Bazawules Film beschränkt sich nicht auf die komplexen und oft düsteren politischen und intimen Umstände von Celie und ihrem erweiterten Familien- und Freundeskreis im ländlichen Süden des frühen 20. Jahrhunderts. Hinter der wimmelnden Geschichte steckt noch viel mehr – unter anderem das erschreckende Ergebnis von Sofias Widerstand gegen die Beleidigungen einheimischer weißer Granden; Shugs Entfremdung von ihrem Vater, dem Pfarrer der Gemeinde (David Alan Grier), weil er die Kirchenmusik zugunsten des Blues aufgegeben hatte; Harpos außereheliche Beziehungen; Celies Überlegungen zu Gewalt, um Herrn zu entkommen; die Macht eines Fluches, die Enthüllung lange unterdrückter Familiengeheimnisse und die wiederhergestellte Verbindung zwischen schwarzen Amerikanern und dem modernen Afrika.
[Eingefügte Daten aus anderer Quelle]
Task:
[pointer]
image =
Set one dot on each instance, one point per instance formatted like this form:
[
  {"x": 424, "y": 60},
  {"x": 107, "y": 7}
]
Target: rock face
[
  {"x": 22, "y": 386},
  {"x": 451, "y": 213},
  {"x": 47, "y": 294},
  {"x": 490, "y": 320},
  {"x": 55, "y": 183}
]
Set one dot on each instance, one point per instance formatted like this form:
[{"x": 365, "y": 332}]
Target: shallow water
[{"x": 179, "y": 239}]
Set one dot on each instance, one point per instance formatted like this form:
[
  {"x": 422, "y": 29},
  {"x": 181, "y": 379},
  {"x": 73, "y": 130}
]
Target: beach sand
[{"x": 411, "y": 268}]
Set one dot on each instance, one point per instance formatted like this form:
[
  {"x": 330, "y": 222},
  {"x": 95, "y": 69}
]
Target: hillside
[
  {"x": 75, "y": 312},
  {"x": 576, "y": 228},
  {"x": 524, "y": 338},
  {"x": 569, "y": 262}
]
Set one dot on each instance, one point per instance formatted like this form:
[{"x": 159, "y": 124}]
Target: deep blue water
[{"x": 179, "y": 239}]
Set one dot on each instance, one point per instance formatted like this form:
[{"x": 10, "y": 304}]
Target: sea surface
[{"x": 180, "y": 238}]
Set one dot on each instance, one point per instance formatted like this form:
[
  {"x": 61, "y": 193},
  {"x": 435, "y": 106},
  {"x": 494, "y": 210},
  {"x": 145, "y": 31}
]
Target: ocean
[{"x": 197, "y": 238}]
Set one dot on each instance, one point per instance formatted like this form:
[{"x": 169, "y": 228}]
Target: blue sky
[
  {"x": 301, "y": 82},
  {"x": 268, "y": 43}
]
Das Drehbuch von Marcus Gardley entfaltet die Geschichte unter Berücksichtigung ihrer thematischen und metaphorischen Dimensionen – die umgebenden Bedrohungen durch Lynchmorde und den Einsatz brutaler Inhaftierung als rassistische Herrschaft in der Jim-Crow-Ära; die mystische und quasi-metaphysische Beziehung zur Natur, die Teil des Landlebens ist; die starke kollektive Erinnerung an die Versklavung, die von Generation zu Generation weitergegeben wird; die Verbindung der amerikanischen weißen Vorherrschaft mit der europäischen Kolonialpolitik und die Deformation bürgerlicher Institutionen, um sie aufrechtzuerhalten.
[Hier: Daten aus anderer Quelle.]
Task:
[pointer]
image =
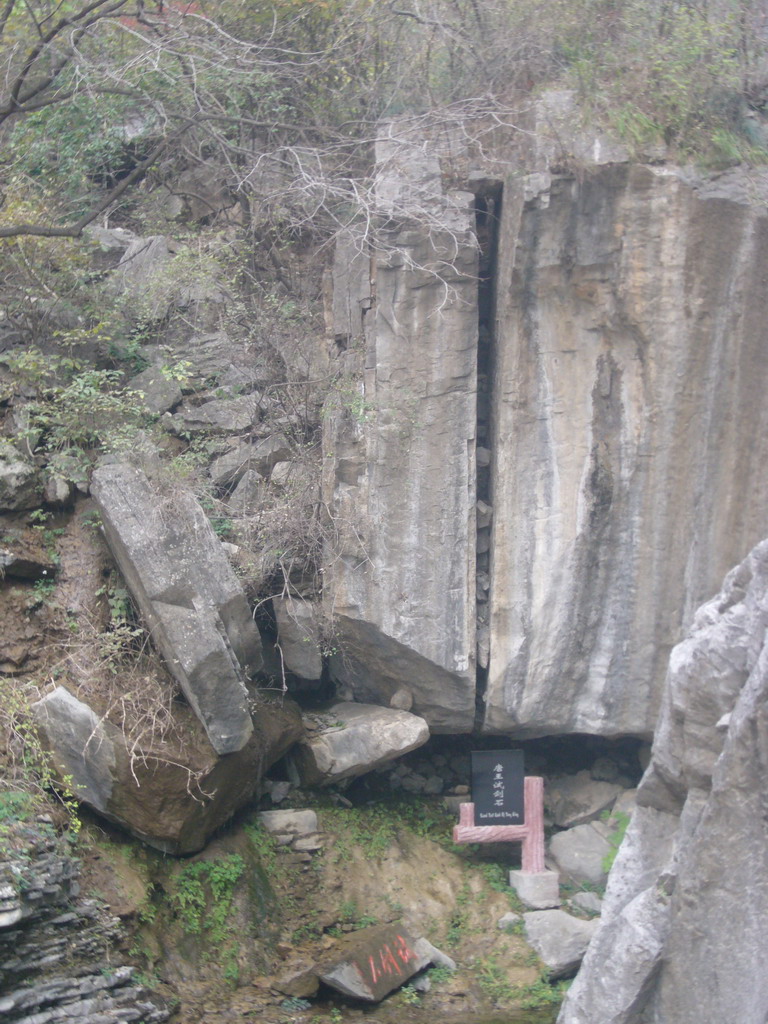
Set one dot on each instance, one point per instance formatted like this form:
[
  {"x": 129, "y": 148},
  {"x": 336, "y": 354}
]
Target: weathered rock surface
[
  {"x": 20, "y": 482},
  {"x": 52, "y": 944},
  {"x": 683, "y": 936},
  {"x": 355, "y": 738},
  {"x": 170, "y": 794},
  {"x": 298, "y": 636},
  {"x": 219, "y": 416},
  {"x": 574, "y": 800},
  {"x": 230, "y": 467},
  {"x": 400, "y": 486},
  {"x": 624, "y": 414},
  {"x": 580, "y": 853},
  {"x": 560, "y": 940},
  {"x": 630, "y": 384},
  {"x": 160, "y": 391},
  {"x": 188, "y": 595}
]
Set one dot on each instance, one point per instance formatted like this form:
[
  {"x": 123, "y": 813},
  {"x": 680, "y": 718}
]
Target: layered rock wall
[
  {"x": 682, "y": 934},
  {"x": 629, "y": 431},
  {"x": 622, "y": 370},
  {"x": 400, "y": 480}
]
Mit den raffinierten Ausschmückungen seiner scharfsinnigen Regie bringt Bazawule Vorfälle und ihre Auswirkungen deutlich zur Geltung; Er zeigt eine Eleganz und einen Überschwang, die lange Schatten haben, und umrahmt raue Sachlichkeiten und intime Gesten mit inbrünstigem Einfühlungsvermögen und lyrischer Anmut. Szenen der Fantasie und Fantasie – wie wenn sich Misters Haus mit mehreren Celies füllt und wenn sie sich einen Film mit Shug (mit einer rein schwarzen Besetzung, Teil des aufkeimenden schwarzen Kinos der Ära) ansieht und sie sich auf der Leinwand vorstellt – spielen sich ab Innere Monologe in Aktion. Was die Musiknummern angeht, geht Bazawule weit über die Konventionen der jüngsten Hollywood-Normen hinaus und verleiht ihnen den Stil, der zu ihrer Energie passt. Er ist ein langjähriger Musiker (tritt als Blitz the Ambassador auf) und seine Verfilmung der Produktionsnummern (choreografiert von Fatima Robinson) verwandelt sie in eine Art visuelle Musik, reich an rhythmischer Vielfalt, kontrapunktischer Bewegung und sogar so etwas wie Phrasierung – besonders in Mehrere Gesangs- und Tanzspektakel mit langen und anmutigen Einstellungen, bei denen die Komplexität nicht in bloß zur Schau gestellter Virtuosität (wie in Spielbergs „West Side Story“), sondern in dynamisch-lyrischer Geometrie mit scharfen Linien und geschwungenen Kurven liegt.